Reading "State Exit Exam Gets Poor Grades" (March 4) gave me chills of remembrance. I graduated from Centennial High School in Corona, Calif., in 1995, with above a 4.0 grade average, and I had a terrible score on the SATs. I went on to college (based on my academic performance, not some arbitrary test score) and graduated in 1999 with honors (cum laude). I know what these high schoolers are going through when they feel that all of their hard work is for naught if they cannot pass the exit exam.
These exams do not test the skills of high schoolers; these are endurance tests. Many of these students proved their merit and intelligence during their years of school. It is ridiculous to suggest that these students are "definitely at risk for not having those skills" to survive in the economy of the future if they cannot pass the exit exams. This test does not prepare students for life; it proves to them that even though they put their heart and soul into something, they will not succeed. What kind of a message does that send?

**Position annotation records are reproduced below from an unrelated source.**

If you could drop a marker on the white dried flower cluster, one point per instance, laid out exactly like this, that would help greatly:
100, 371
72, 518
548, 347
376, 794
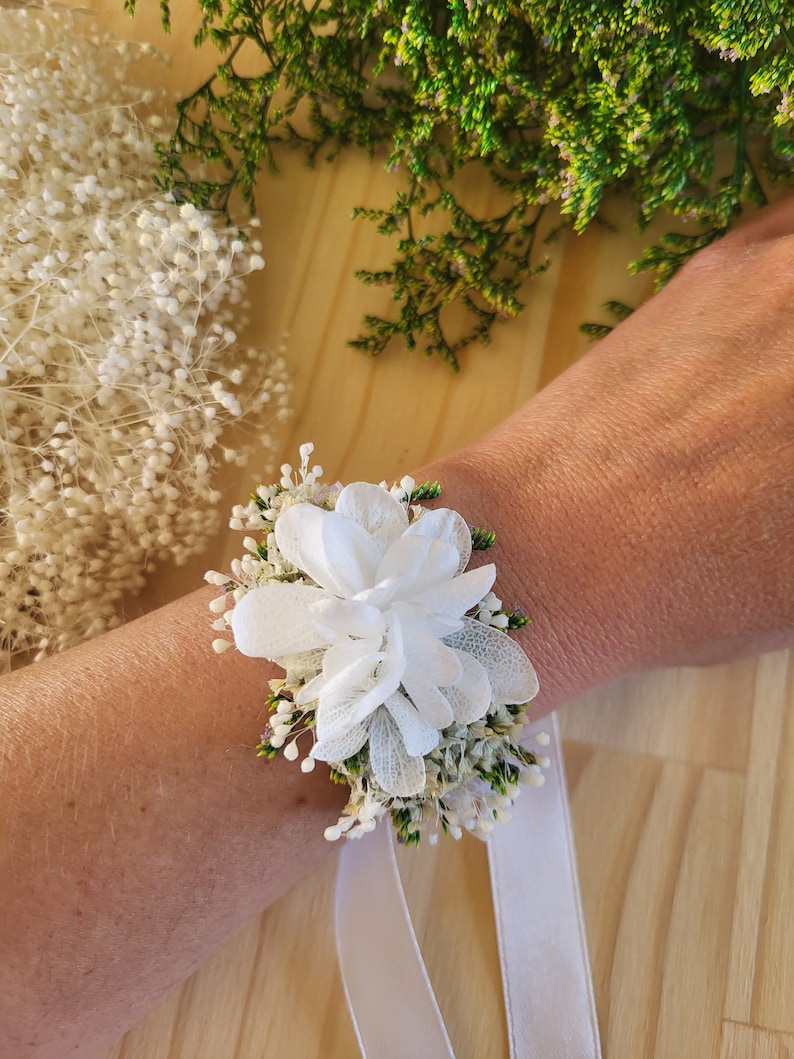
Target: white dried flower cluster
120, 368
399, 672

Fifty-two percent of the students enrolled in the Class of 2004 are unable to pass both sections of the California High School Exit Exam. I looked at the sample questions you published. This old geezer, who has not seen the inside of a schoolhouse in more than 50 years, had no problems with them. That's the kind of stuff we did in the fourth and fifth grade, without computers and calculators. But then, I did not go to school in California. Students who cannot pass such a simple exit exam do not deserve a diploma.
Jim De Vries
I tried to do the test example questions in the article. Question No. 1 did not contain enough information to be solved. I wondered how many pages Stephanie read prior to her seven-day reading period. Since this exit exam is so important to the state of California, I believe every question should be written correctly and not be confusing to the test taker.